At last, we can train the model with model.fit. Here, we can also define batch size, and epochs, and steps.

In [16]:

model.fit(train_ds, batch_size=128, steps_per_epoch=len(X_train)/128, epochs=10)

Epoch 1/10
469/468 [==============================] - 1s 1ms/step - loss: 0.4541 - accuracy: 0.8366
Epoch 2/10
469/468 [==============================] - 1s 1ms/step - loss: 0.3444 - accuracy: 0.8747
Epoch 3/10
469/468 [==============================] - 1s 1ms/step - loss: 0.3058 - accuracy: 0.8874
Epoch 4/10
469/468 [==============================] - 1s 1ms/step - loss: 0.2822 - accuracy: 0.8959
Epoch 5/10
469/468 [==============================] - 1s 1ms/step - loss: 0.2680 - accuracy: 0.8996
Epoch 6/10
469/468 [==============================] - 1s 1ms/step - loss: 0.2474 - accuracy: 0.9092
Epoch 7/10
469/468 [==============================] - 1s 1ms/step - loss: 0.2385 - accuracy: 0.9116
Epoch 8/10
469/468 [==============================] - 1s 1ms/step - loss: 0.2219 - accuracy: 0.9186
Epoch 9/10
469/468 [==============================] - 1s 1ms/step - loss: 0.2104 - accuracy: 0.9222
Epoch 10/10
469/468 [==============================] - 1s 1ms/step - loss: 0.2002 - accuracy: 0.9249

Out[16]:

<tensorflow.python.keras.callbacks.History at 0x7f91d8dad5d0>

Evaluation¶

We have the model with trained weight. So we can evaluate our model performance with test data. Since test dataset is unseen data from model, so its accuracy and loss may be lower than training one.

In [17]:

loss, acc = model.evaluate(test_ds, steps=len(X_test)/128)
print('test loss is {}'.format(loss))
print('test accuracy is {}'.format(acc))

79/78 [==============================] - 0s 987us/step - loss: 0.4087 - accuracy: 0.8724
test loss is 0.408719003200531
test accuracy is 0.8723999857902527

Also, we can visualize its performance. It'll also visualize true or false of label classification.

In [20]:

test_batch_size = 25
batch_index = np.random.choice(len(X_test), size=test_batch_size, replace=False)

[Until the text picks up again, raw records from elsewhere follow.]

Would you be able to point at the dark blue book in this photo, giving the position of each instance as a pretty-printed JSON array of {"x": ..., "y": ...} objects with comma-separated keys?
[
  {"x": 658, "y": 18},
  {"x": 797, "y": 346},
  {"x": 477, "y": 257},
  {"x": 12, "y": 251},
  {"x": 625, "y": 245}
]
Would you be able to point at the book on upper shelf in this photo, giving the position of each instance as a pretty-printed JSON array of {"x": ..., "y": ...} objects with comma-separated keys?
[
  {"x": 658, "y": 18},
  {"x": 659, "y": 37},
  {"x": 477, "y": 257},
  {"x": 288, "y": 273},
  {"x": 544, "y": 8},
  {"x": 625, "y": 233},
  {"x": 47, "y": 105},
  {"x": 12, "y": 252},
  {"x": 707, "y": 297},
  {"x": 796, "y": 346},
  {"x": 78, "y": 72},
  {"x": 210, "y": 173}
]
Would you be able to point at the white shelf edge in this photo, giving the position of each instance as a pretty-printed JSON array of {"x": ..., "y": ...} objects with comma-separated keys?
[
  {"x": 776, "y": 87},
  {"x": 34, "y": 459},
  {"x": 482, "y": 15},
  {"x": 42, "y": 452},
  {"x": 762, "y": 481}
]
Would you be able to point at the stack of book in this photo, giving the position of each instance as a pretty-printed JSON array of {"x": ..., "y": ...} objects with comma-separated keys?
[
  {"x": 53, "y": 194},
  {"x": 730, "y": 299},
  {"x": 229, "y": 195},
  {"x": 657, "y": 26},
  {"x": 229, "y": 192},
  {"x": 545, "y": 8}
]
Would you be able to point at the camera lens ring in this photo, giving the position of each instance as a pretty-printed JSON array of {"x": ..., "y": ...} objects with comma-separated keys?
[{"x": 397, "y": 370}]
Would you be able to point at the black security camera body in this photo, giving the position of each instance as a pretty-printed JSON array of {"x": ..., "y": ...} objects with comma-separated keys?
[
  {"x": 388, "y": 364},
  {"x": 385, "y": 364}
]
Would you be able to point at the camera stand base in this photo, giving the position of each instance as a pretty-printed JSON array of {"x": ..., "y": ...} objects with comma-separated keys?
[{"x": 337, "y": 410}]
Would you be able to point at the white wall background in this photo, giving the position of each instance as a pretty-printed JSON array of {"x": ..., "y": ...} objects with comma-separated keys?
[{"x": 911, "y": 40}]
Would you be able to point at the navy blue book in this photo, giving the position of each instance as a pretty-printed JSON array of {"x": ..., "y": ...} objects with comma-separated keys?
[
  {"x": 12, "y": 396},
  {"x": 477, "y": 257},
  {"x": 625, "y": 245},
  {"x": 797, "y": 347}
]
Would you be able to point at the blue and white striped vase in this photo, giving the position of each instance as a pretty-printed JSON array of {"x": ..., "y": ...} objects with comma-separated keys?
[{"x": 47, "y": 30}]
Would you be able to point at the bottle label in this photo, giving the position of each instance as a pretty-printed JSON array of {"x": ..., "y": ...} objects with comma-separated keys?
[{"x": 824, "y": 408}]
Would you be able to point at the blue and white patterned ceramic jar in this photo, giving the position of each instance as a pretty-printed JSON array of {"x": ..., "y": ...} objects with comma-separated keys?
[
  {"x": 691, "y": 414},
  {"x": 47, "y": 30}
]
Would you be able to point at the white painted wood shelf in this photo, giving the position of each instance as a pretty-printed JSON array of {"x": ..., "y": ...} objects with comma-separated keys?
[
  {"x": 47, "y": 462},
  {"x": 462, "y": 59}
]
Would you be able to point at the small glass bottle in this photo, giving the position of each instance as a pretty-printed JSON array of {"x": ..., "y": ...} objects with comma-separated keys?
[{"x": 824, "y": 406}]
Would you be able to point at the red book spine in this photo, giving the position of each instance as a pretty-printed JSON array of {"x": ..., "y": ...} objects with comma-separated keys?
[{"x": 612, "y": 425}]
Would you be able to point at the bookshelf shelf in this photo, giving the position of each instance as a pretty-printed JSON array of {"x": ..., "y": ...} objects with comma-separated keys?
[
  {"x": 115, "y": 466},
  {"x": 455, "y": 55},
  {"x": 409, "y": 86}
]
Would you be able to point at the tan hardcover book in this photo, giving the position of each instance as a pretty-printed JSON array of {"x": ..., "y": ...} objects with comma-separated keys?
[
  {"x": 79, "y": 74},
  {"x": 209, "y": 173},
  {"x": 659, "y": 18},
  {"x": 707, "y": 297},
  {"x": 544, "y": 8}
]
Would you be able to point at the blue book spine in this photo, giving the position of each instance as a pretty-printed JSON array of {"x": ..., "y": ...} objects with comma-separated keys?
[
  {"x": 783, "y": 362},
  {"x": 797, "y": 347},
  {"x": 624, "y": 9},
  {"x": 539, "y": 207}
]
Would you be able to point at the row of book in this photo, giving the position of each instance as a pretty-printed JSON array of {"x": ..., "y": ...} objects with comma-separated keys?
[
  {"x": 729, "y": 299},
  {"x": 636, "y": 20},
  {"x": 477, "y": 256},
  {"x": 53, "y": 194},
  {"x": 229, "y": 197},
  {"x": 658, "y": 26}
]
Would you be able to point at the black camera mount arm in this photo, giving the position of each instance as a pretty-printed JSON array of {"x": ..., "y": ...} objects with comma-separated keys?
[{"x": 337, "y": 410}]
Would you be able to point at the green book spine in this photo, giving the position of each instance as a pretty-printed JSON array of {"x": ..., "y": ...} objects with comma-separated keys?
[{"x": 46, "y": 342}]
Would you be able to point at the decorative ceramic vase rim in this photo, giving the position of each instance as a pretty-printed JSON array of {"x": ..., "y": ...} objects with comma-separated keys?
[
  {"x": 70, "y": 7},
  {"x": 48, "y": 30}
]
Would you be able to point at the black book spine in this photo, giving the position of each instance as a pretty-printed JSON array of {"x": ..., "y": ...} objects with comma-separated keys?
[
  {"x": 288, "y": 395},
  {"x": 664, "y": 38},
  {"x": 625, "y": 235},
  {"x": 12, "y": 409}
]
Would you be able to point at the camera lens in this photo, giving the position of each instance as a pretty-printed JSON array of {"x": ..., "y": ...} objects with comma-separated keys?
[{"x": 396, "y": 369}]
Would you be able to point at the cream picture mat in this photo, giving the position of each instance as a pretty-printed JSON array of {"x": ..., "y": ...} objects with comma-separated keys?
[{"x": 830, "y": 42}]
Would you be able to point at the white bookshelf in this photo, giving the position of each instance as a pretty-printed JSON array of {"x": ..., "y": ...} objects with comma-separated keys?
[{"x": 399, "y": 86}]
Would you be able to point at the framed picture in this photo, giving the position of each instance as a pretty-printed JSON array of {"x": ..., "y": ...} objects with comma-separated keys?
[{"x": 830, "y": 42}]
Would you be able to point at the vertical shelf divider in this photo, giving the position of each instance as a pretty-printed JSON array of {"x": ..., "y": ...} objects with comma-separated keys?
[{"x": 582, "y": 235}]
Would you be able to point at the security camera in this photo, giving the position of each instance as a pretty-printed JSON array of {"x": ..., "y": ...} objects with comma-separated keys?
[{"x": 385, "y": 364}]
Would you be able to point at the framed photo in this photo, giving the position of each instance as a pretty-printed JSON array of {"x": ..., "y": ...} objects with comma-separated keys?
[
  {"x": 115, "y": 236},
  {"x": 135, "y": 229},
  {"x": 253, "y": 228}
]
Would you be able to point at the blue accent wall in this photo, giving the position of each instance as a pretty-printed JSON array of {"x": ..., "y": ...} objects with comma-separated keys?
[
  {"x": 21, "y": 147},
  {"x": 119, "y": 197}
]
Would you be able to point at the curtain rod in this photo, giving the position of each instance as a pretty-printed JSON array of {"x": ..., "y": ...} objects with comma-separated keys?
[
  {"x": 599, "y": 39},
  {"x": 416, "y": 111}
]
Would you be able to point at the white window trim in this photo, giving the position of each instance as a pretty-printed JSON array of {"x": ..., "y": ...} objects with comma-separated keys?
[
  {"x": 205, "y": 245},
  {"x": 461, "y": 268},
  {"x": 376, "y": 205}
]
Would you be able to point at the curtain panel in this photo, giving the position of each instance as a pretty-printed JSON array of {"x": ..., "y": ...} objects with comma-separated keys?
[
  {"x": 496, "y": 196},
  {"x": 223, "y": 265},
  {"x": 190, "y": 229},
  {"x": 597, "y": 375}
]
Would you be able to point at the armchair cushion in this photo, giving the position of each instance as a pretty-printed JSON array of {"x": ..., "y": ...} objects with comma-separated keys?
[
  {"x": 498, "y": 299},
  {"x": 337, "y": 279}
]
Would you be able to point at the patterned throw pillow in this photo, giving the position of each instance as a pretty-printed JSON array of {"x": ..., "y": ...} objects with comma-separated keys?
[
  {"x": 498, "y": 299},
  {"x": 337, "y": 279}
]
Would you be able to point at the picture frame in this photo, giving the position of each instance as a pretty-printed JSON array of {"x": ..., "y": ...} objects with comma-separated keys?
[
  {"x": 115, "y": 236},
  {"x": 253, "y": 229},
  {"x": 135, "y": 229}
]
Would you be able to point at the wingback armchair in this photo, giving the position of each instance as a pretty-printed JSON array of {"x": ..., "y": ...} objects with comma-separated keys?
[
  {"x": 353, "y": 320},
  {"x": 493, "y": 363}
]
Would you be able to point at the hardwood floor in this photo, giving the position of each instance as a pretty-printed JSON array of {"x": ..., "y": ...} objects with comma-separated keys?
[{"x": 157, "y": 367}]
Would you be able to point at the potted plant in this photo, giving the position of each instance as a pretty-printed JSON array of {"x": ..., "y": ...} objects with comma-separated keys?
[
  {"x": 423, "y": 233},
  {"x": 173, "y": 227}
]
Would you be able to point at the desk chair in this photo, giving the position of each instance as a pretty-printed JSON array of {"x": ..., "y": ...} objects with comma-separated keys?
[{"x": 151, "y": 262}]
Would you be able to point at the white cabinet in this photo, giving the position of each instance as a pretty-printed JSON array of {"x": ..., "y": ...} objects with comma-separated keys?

batch_xs = X_test[batch_index]
batch_ys = y_test[batch_index]
y_pred_ = model(batch_xs, training=False)

fig = plt.figure(figsize=(10, 10))
for i, (px, py, y_pred) in enumerate(zip(batch_xs, batch_ys, y_pred_)):
    p = fig.add_subplot(5, 5, i+1)
    if np.argmax(y_pred) == py:
        p.set_title("{}".format(labels_map[py]), color='blue')
    else:
        p.set_title("{}/{}".format(labels_map[np.argmax(y_pred)],
                               labels_map[py]), color='red')
    p.imshow(px.reshape(28, 28))
    p.axis('off')
plt.tight_layout()

At last, we implement the Multi layer perceptron for image classification. There are some incorrect prediction. But we can improve your model with hyperparameter tuning (the number of epoch, the number of layers, input nodes, learning rate, etc..)

Summary¶

In this post, we implemented the neural network for Fashion-MNIST. Through this process, we preprocess the dataset and generate the input pipeline. Then add the layers in sequential model. After that, we defined loss function and optimizers for training.

Thanks to the tensorflow-keras, we can easily train the model and evalute its performance.